We will be posting a series of summaries from our 2014 researcher meeting, highlighting some of the most interesting new developments and discoveries presented there. This is the third of four total updates, and the first of two in drug discovery and clinical trials.
This summary was written by Cure SMA Scientific Advisory Board member Elliot J. Andropy, Professor, Indiana University. Dr. Andropy was also the moderator for this session.
SMA Therapy Development and Clinical Research
The presentations in this session covered critical issues for SMA drug development, and specific drugs currently in development.
The first two talks addressed two critical questions for SMA drug development:
- When is the SMN protein required—is it just during early life, or later?
- Is restoration of SMN in motor neurons all that is needed, or is SMN also necessary in other tissues and organs?
Then three new promising opportunities for the treatment of SMA were presented: antisense oligonucleotides to correct SMN2 splicing, SMN1 gene replacement using gene transfer, and a novel muscle-enhancer.
Dr. Laurent Bogdanik, a Cure SMA-funded researcher from Jackson Laboratory (JAX) in collaboration with Dr. Cathleen Lutz, presented a new intermediate mouse model of SMA created at JAX. He described their new mouse model, called the Burgeron model, and how it was used it to test a small molecule, provided by Roche, that increases the SMN protein levels at different time points.
The group tested the drug in pre-symptomatic mice (day 10 after birth) and post-symptomatic mice (day 25 after birth). The results showed that earlier treatment was more effective, although post-symptomatic SMN restoration did confer some benefit in the Burgheron mouse model.
Next Dr.

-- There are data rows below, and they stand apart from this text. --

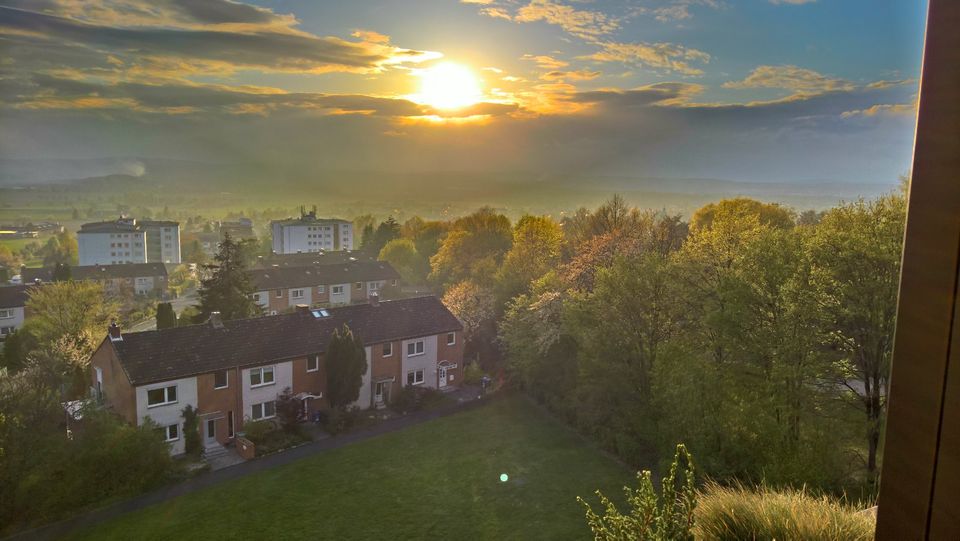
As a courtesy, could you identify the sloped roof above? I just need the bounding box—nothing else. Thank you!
[20,263,167,282]
[247,261,400,291]
[105,297,462,385]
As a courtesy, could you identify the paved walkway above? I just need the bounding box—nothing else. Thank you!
[7,386,496,541]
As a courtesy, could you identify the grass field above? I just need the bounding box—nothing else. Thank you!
[65,397,633,540]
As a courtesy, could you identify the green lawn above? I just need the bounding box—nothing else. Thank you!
[74,397,634,540]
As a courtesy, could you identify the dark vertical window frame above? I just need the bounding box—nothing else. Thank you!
[877,0,960,541]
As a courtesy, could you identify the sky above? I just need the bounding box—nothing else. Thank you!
[0,0,926,184]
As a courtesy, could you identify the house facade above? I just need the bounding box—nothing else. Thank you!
[77,217,180,266]
[90,297,463,454]
[0,285,35,341]
[247,261,400,315]
[20,263,167,297]
[270,211,353,254]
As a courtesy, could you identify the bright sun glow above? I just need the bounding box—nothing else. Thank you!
[414,62,483,109]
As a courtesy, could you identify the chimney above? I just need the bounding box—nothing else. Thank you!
[107,320,123,342]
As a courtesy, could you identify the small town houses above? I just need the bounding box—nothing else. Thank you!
[91,295,464,454]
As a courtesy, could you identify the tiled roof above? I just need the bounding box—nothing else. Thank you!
[109,297,462,385]
[20,263,167,283]
[0,285,34,308]
[247,261,400,291]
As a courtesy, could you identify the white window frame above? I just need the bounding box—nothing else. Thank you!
[147,385,180,409]
[407,340,426,357]
[407,368,424,385]
[250,400,277,421]
[248,365,277,389]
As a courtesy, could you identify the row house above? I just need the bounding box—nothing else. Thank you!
[0,285,35,341]
[20,263,167,297]
[247,261,400,315]
[90,296,464,454]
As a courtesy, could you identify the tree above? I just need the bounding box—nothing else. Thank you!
[24,281,119,357]
[430,207,513,286]
[577,444,697,541]
[325,323,367,410]
[157,302,177,331]
[53,263,70,282]
[378,239,429,284]
[807,194,906,481]
[497,215,563,301]
[197,233,260,321]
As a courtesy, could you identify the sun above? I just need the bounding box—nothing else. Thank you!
[413,62,483,109]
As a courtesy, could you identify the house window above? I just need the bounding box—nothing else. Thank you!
[250,366,273,387]
[147,385,177,408]
[407,369,423,385]
[250,400,277,421]
[157,425,180,442]
[407,340,423,357]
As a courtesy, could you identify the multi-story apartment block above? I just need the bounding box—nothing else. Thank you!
[77,217,180,265]
[0,284,35,341]
[138,220,180,264]
[247,261,400,315]
[20,263,167,296]
[270,211,353,254]
[77,218,147,265]
[90,297,463,454]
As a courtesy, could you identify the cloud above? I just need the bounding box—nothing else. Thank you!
[840,103,917,118]
[580,42,710,75]
[520,54,570,70]
[0,7,439,73]
[722,65,855,97]
[513,0,620,40]
[540,70,600,81]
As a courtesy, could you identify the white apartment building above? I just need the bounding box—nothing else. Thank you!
[77,218,147,265]
[270,212,353,254]
[77,218,180,265]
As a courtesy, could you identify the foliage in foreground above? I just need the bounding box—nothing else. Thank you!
[693,483,876,541]
[577,444,697,541]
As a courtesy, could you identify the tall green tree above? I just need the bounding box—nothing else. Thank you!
[497,214,563,302]
[325,324,367,410]
[197,233,260,321]
[157,302,177,331]
[808,194,906,480]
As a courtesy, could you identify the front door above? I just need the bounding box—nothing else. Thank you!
[203,419,217,445]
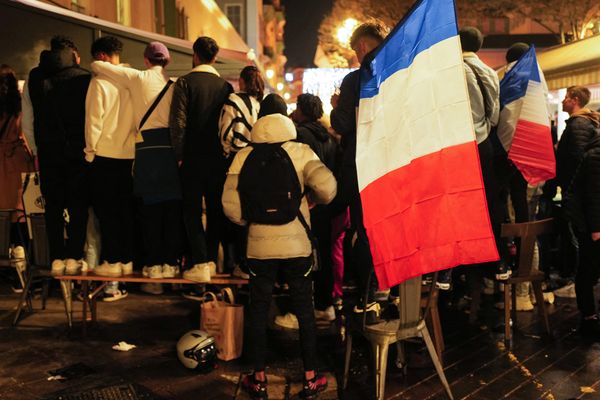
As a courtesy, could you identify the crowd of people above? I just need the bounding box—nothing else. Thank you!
[0,23,600,398]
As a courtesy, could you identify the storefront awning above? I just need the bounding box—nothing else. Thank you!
[0,0,253,81]
[538,35,600,90]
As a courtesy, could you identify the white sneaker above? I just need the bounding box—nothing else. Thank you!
[231,265,250,279]
[162,264,179,278]
[529,292,555,305]
[147,265,163,279]
[140,283,163,294]
[94,261,123,276]
[102,289,129,302]
[65,258,87,275]
[483,278,494,296]
[183,263,214,283]
[119,261,133,275]
[554,283,577,299]
[208,261,217,276]
[517,295,533,311]
[315,306,335,322]
[275,313,299,329]
[11,246,25,273]
[50,260,66,275]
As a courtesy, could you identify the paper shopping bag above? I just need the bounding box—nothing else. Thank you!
[200,288,244,361]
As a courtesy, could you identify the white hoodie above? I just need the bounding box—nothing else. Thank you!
[84,72,135,162]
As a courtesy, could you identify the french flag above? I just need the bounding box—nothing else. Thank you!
[498,45,556,185]
[356,0,498,288]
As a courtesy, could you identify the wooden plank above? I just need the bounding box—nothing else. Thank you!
[54,271,248,285]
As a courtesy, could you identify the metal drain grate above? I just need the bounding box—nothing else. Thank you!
[54,384,159,400]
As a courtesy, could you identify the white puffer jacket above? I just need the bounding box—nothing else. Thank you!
[223,114,337,260]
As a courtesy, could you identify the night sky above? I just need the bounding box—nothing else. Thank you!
[283,0,333,68]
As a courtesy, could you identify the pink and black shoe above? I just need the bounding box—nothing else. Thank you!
[300,375,327,399]
[242,374,269,400]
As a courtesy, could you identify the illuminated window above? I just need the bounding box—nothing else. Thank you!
[225,4,244,36]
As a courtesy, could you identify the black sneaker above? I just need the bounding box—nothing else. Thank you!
[496,262,512,281]
[435,269,452,290]
[300,375,327,399]
[242,374,269,400]
[579,316,600,342]
[354,302,381,325]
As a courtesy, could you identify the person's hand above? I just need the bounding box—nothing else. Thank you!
[331,93,340,108]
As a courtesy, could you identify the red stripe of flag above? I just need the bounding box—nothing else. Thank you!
[508,119,556,185]
[361,141,498,288]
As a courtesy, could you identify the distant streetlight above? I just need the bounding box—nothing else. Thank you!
[336,18,358,46]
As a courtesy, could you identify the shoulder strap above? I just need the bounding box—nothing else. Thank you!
[139,79,173,131]
[0,114,12,139]
[463,60,489,118]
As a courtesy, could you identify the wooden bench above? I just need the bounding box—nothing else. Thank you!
[54,271,248,337]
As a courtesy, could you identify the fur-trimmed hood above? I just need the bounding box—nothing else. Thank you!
[250,114,296,143]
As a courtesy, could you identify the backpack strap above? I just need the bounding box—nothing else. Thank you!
[463,60,490,118]
[138,79,173,132]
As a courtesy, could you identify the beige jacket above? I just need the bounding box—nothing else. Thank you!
[223,114,337,260]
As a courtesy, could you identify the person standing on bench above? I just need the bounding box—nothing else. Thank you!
[23,36,91,275]
[170,36,233,282]
[223,94,337,399]
[84,36,135,300]
[92,42,182,288]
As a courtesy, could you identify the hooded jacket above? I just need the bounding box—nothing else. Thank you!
[556,108,600,190]
[568,135,600,233]
[222,114,337,260]
[34,49,91,160]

Sandra Duque, from the Cure SMA funded-Burghes lab at OSU, discussed a pig model of SMA. Using a specially-designed viral vector, they lowered SMN levels in pigs at day five after birth, mimicking key clinical features of SMA.
Importantly, when they injected therapeutic gene therapy vectors after the onset of symptoms, this had a positive impact on the progression of the disease. This is first large animal model of SMA.

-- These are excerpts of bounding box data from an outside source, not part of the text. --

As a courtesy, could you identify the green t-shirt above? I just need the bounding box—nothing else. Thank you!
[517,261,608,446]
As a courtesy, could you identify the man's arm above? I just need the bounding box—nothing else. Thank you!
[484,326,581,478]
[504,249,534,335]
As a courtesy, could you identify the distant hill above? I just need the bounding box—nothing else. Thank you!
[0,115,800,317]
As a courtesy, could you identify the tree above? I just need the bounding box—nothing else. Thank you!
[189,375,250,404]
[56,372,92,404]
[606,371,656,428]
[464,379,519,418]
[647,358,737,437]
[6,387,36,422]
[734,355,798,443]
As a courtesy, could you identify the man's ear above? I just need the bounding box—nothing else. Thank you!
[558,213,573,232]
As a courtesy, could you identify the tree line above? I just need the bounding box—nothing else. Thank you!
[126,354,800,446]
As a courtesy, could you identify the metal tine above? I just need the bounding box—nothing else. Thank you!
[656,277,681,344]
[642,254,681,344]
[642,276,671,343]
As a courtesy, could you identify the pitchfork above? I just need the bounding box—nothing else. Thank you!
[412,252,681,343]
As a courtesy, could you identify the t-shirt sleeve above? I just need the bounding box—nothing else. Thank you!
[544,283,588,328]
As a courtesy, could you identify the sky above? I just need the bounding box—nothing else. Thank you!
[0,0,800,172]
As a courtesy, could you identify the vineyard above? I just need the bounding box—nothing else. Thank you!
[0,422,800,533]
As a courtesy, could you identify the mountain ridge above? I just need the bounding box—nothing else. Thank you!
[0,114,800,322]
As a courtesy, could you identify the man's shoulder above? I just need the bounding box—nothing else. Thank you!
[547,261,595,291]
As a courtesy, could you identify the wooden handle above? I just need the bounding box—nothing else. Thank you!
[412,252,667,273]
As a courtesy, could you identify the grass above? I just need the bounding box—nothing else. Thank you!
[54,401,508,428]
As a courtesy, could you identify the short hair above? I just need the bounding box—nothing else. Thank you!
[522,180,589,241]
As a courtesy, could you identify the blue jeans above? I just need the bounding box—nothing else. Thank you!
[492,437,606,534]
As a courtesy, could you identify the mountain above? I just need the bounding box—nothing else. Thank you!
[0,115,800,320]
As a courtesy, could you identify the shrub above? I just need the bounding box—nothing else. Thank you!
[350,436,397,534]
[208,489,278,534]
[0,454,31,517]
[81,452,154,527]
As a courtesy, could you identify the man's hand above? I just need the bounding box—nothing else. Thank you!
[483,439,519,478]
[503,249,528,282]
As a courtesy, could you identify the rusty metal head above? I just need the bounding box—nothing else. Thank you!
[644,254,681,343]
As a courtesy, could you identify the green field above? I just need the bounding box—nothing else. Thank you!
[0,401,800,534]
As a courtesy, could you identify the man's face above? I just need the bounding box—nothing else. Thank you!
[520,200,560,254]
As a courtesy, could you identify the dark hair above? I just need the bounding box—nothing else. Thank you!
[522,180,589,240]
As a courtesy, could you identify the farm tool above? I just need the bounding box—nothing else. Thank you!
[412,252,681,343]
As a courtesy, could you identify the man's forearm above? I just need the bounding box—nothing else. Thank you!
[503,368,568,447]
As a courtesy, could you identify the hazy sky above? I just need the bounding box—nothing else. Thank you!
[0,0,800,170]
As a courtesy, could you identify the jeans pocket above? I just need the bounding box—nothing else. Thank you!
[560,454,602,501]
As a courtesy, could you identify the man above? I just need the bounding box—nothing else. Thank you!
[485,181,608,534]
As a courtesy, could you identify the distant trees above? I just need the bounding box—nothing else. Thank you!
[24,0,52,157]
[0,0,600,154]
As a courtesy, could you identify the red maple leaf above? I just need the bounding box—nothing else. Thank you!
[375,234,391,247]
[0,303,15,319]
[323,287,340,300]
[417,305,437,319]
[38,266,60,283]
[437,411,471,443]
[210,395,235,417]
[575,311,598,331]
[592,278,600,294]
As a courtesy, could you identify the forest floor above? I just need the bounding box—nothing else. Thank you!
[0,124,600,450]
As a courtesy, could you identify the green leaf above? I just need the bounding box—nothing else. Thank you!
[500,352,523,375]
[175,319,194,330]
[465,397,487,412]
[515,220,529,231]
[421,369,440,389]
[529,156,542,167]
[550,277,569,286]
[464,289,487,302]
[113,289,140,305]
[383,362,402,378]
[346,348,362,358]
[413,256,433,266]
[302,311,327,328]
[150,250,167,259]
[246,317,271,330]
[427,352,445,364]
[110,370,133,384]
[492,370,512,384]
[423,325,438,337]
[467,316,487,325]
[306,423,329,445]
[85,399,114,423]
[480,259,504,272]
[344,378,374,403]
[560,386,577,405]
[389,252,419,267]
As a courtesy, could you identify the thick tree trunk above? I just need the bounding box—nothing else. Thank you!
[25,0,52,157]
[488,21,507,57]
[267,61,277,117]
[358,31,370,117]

Dr. Martine Barkats of INSERM and Dr. Brain Kaspar, a Cure SMA funded researcher from Nationwide Children’s Hospital, described the utility of adeno–associated viral (AAV) vectors in the treatment of SMA in the next two talks.
AAV vectors have been engineered to efficiently “infect” motor neurons with new DNA , and can be directed to express SMN in a variety of other cell types too.

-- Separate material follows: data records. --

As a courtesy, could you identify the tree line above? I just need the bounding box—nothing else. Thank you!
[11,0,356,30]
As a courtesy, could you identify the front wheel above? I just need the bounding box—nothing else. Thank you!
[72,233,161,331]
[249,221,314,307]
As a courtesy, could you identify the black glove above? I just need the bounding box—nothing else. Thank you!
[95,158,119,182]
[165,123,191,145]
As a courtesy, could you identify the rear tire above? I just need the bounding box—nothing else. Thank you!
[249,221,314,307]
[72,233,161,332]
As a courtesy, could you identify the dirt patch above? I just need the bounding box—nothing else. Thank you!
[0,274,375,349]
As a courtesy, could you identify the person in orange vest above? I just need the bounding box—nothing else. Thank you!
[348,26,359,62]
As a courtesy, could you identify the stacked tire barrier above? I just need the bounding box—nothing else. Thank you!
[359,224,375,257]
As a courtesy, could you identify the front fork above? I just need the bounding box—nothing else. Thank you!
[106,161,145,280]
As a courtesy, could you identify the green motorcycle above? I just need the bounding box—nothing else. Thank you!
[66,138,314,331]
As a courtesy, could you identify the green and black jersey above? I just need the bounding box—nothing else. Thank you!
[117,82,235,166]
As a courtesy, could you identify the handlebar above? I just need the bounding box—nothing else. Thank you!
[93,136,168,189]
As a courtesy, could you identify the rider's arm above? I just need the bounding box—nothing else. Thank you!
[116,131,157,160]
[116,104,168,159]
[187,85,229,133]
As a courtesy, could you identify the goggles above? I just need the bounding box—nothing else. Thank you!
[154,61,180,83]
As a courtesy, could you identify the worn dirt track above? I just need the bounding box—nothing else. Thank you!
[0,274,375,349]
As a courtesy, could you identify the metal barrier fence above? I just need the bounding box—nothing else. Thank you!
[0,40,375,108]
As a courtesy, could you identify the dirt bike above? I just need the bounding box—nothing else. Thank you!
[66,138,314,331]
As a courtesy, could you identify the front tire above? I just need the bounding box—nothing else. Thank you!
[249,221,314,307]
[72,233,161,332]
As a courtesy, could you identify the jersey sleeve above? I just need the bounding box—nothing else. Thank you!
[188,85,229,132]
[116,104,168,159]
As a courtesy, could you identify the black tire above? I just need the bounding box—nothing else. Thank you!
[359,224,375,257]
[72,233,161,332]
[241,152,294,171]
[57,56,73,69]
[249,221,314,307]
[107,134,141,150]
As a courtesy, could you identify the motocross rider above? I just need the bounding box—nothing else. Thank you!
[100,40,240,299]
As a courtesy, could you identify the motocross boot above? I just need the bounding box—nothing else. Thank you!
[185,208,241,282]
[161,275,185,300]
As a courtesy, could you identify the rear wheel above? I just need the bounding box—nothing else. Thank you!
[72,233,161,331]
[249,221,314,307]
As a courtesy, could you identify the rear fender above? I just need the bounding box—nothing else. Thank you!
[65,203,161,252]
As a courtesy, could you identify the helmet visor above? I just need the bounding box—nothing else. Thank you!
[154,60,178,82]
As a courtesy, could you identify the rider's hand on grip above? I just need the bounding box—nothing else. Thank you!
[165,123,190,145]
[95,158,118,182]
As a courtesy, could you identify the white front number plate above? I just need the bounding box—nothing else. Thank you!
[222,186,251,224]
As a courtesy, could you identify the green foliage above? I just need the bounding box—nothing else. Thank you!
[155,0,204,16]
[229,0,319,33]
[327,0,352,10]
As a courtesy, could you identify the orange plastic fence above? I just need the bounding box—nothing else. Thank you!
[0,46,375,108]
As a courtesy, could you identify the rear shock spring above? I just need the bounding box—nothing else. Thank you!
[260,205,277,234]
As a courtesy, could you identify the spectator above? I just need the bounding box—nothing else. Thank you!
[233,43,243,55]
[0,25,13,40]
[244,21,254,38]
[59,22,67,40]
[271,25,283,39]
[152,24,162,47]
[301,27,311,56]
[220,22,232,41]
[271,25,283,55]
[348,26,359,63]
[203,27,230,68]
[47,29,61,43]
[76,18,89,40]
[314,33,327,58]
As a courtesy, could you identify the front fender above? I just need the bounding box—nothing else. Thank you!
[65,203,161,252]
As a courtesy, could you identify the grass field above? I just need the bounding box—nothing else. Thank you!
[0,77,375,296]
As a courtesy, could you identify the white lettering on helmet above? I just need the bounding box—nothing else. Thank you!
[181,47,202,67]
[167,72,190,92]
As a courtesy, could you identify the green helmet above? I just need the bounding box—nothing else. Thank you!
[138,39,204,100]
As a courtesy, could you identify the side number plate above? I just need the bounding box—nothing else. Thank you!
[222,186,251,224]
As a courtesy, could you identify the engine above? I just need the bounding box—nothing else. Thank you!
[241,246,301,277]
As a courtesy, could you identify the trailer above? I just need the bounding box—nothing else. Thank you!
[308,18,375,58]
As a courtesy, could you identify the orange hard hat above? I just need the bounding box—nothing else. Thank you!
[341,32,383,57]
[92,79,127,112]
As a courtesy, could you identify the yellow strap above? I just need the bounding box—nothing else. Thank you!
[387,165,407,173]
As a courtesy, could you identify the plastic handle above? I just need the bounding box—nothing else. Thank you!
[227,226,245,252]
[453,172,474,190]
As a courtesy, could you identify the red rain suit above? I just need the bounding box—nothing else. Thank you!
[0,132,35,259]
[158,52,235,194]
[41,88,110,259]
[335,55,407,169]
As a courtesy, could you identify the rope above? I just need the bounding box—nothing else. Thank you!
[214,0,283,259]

Dr. Kaspar announced that his collaborator Dr. Jerry Mendell at Nationwide Children’s Hospital has initiated a clinical trial in which AAV vectors are injected into veins of infants less than 9 months of age with SMA.
With Cure SMA funding, work is also being done to advance central nervous system (CNS) administration of gene therapy, which would allow bigger and older patients to be treated. Dr. Barkats then discussed the potential importance of peripheral expression of SMN outside of the nervous system for the rescue of mouse models of SMA, when using gene therapy applications.
Dr. Yimin Hua, a Cure-SMA funded researcher from the Krainer lab at Cold Harbor Laboratory, presented experiments using antisense oligonucleotides that distribute to the central nervous system, or to the rest of the body, in severe SMA mice. His data indicated that the systemic delivery to the entire body yielded greater improvement in severe SMA mice, compared to CNS delivery alone. He is also exploring whether the chemical backbone of the oligonucelotide influences how well it works.
Dr. Darren Hwee a Cure-SMA funded researcher from Cytokinetics, reported that Tirasemtiv treatment increased muscle force, improved grip strength, grid hang time, and resistance to fatigue in intermediate and mild mouse models of SMA.
Tirasemtiv is a muscle protectant that enhances muscle function, and it is currently being tested in clinical trials in ALS patients.